Wie handhaben Sie das, wenn Sie selbst Regie führen?
Ich habe mich von all dem befreit, und es war ein gutes Gefühl. Wenn ein Schauspieler kommt und sehen will, was wir gerade gedreht haben, dann kann er das gern tun. Kein Problem. Ein großer Teil der Motivation, selbst Regie zu führen, war für mich, selbst die Kontrolle zu haben und niemanden mehr um Erlaubnis zu fragen. Ich habe in meinem Film „Quartett“ eine Szene mit der zweifachen Oscar-Preisträgerin Maggie Smith gedreht . . .

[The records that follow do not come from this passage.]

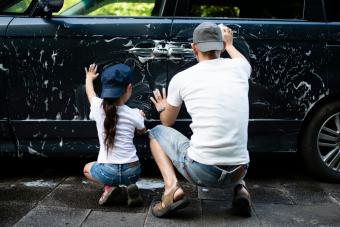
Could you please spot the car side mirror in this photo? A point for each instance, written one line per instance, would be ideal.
(45, 8)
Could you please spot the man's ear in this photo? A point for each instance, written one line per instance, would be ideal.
(194, 49)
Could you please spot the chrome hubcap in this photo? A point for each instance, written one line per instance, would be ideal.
(329, 142)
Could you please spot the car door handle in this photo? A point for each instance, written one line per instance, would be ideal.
(179, 52)
(143, 49)
(141, 52)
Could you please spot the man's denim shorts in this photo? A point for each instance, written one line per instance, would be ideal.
(175, 145)
(116, 174)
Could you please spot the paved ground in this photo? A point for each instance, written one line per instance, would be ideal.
(53, 193)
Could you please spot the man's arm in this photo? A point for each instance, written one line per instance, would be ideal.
(91, 75)
(168, 113)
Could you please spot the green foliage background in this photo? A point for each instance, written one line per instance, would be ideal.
(115, 7)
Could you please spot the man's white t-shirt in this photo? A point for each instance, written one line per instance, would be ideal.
(215, 93)
(123, 151)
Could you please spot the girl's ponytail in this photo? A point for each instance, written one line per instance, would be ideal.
(110, 122)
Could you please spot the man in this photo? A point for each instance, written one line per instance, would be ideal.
(215, 92)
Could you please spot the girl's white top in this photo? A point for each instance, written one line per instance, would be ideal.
(123, 151)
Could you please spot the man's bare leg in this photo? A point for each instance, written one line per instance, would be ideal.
(166, 168)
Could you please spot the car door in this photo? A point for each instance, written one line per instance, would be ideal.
(286, 52)
(46, 92)
(7, 144)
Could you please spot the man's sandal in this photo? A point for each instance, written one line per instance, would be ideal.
(241, 201)
(170, 205)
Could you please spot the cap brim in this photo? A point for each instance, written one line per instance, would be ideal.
(112, 93)
(208, 46)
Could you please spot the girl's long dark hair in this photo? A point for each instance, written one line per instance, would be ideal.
(110, 122)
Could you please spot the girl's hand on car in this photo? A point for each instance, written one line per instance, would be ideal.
(227, 34)
(91, 72)
(141, 112)
(160, 100)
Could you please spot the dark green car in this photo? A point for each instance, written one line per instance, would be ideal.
(293, 47)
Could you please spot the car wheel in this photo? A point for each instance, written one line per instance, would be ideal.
(320, 145)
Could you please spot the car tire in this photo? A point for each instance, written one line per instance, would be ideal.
(321, 142)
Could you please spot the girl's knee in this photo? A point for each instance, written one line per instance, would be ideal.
(158, 129)
(87, 168)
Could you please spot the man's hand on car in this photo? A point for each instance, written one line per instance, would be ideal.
(91, 73)
(227, 34)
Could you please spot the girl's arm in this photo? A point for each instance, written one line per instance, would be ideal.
(142, 130)
(91, 75)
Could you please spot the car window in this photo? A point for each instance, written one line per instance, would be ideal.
(19, 6)
(107, 8)
(332, 10)
(267, 9)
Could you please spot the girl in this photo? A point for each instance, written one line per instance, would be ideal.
(117, 162)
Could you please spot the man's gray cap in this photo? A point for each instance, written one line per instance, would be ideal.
(208, 36)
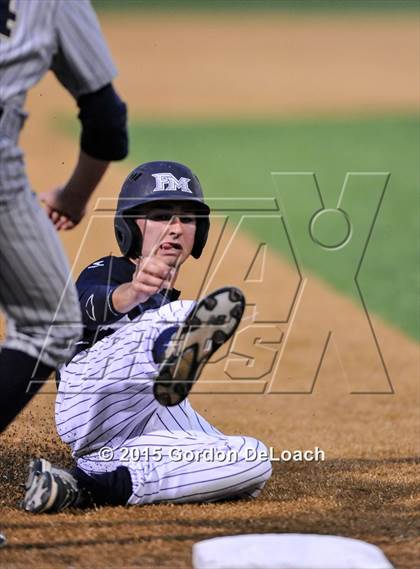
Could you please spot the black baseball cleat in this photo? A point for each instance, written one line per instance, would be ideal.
(211, 323)
(49, 489)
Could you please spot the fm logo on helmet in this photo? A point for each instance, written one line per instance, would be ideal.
(166, 182)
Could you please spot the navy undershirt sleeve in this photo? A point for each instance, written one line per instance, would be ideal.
(95, 286)
(104, 124)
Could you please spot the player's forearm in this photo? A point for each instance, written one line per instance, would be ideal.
(84, 179)
(125, 298)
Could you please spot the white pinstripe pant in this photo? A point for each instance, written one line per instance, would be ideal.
(36, 293)
(105, 401)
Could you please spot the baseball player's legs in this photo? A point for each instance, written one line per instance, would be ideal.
(179, 466)
(32, 283)
(40, 302)
(106, 393)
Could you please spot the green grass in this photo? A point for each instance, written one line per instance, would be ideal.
(236, 160)
(294, 6)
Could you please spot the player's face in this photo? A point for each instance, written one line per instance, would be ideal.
(168, 231)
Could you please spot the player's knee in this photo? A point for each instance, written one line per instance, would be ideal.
(62, 330)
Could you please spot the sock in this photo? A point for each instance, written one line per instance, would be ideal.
(161, 343)
(17, 370)
(108, 488)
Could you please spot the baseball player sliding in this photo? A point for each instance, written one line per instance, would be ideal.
(122, 400)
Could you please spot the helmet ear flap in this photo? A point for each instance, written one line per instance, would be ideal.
(201, 234)
(128, 236)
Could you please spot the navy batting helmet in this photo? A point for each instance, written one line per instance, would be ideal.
(158, 182)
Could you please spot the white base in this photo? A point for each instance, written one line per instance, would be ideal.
(287, 551)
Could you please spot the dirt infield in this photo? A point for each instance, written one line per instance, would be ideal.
(367, 486)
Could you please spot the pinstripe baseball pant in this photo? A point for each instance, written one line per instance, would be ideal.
(105, 403)
(36, 291)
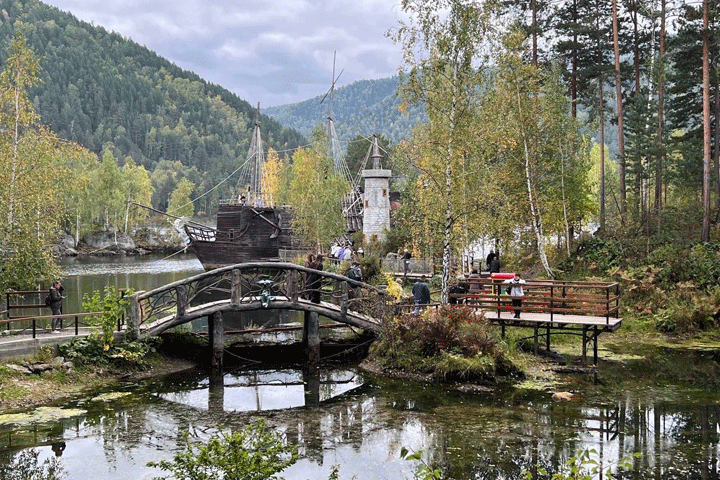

Vor der sich Regisseure fürchten . . .
Sie kann sehr hart sein. Auch dafür liebe ich sie von ganzem Herzen. Sie hörte mitten in der Szene auf zu spielen und sagte: Ich habe verdammt noch mal keine Ahnung, worum es hier gerade geht und was ich spiele. Und wissen Sie was? Sie hatte recht. Also habe ich versucht, alles so zu ändern, dass meine Schauspieler kein Problem mit der Szene haben, denn Spielen sollte leicht sein, unangestrengt. Das ist meine Idealvorstellung. Ich muss die Brücken bauen, damit der Zug Fahrt aufnehmen kann. Es gibt nichts Besseres, als eine gut geschriebene Szene zu spielen.
Wie viel Dustin Hoffman sehen wir auf der Leinwand und was spielen Sie uns vor?
Ich formuliere es einmal so: Je länger man im Geschäft ist, desto schwieriger wird es, dem Publikum etwas vorzumachen. Ich versuche immer, den wirklichen Dustin Hoffman oder dieses öffentliche Bild von mir so weit wie möglich hinter mir zu lassen. Aber das ist im Filmgeschäft ja gar nicht immer gewünscht. Viele Stars haben ein Rollenmuster. Sie geben dem Publikum, was es will. Gerade deswegen will man diesen Schauspieler ja sehen. Ich habe einmal John Wayne in einem seiner frühen Filme gesehen. Da war er noch nicht „John Wayne“, sondern einfach nur ein Typ. Irgendwann hat er dann gelernt, welchen John Wayne sie von ihm wollten und er wurde zu dieser Figur.
Was ist Ihr Rollenmuster?
Das ist das Problem. Ich habe kein Rollenmuster. Ich wünschte, ich hätte eines. Humphrey Bogart hatte ein Rollenmuster, Spencer Tracy. Aber ich?
Sie wünschen sich doch nicht wirklich ein Rollenmuster oder?
Es wäre auf jeden Fall weniger Arbeit. Aber ich weiß, was Sie meinen. Ich versuche, mich jedenfalls nicht ständig zu wiederholen. Ich versuche zu überraschen. Das gelingt mir natürlich häufig nicht. Deswegen suche ich ja ständig nach Drehbüchern und Rollen, die ich so noch nie gelesen habe.
Im neuen Film wirft man Ihnen Ihr Alter vor. Wie fühlt sich das Alter für Sie an?
Ob ich mich alt fühle? Das muss man erst einmal per Definition herunterbrechen. Körperlich? Mein Gott, auf jeden Fall. Ich höre, dass jemand stirbt, und man sagt, er war in seinen Achtzigern. Ich bin nur einen Häuserblock davon entfernt. Andererseits habe ich gestern den Artikel eines Altersforschers gelesen. Der meint, siebzig sei das neue dreißig. Dann bin ich ja noch auf der sicheren Seite. Aber es gibt tatsächlich Dinge, die ich am Altern sehr genieße. Auch wenn Sie mich jetzt ansehen, als ob Sie mir nicht glauben.
Ich glaube Ihnen alles. Was genießen Sie denn?
Wenn man so lange lebt wie ich, dann wird man zwangsläufig etwas weiser als die Menschen, die früher den Abgang gemacht haben. Das lässt sich gar nicht vermeiden.
Mit dieser Weisheit betrachtet: wie hat sich das Filmgeschäft verändert?
Wenn es zu Beginn meiner Zeit im Filmgeschäft ein Foto von einem Kollegen gegeben hätte, auf dem er beim Oralsex zu sehen ist, dann wäre seine Karriere zu Ende gewesen. Heute wirst du damit ein Star.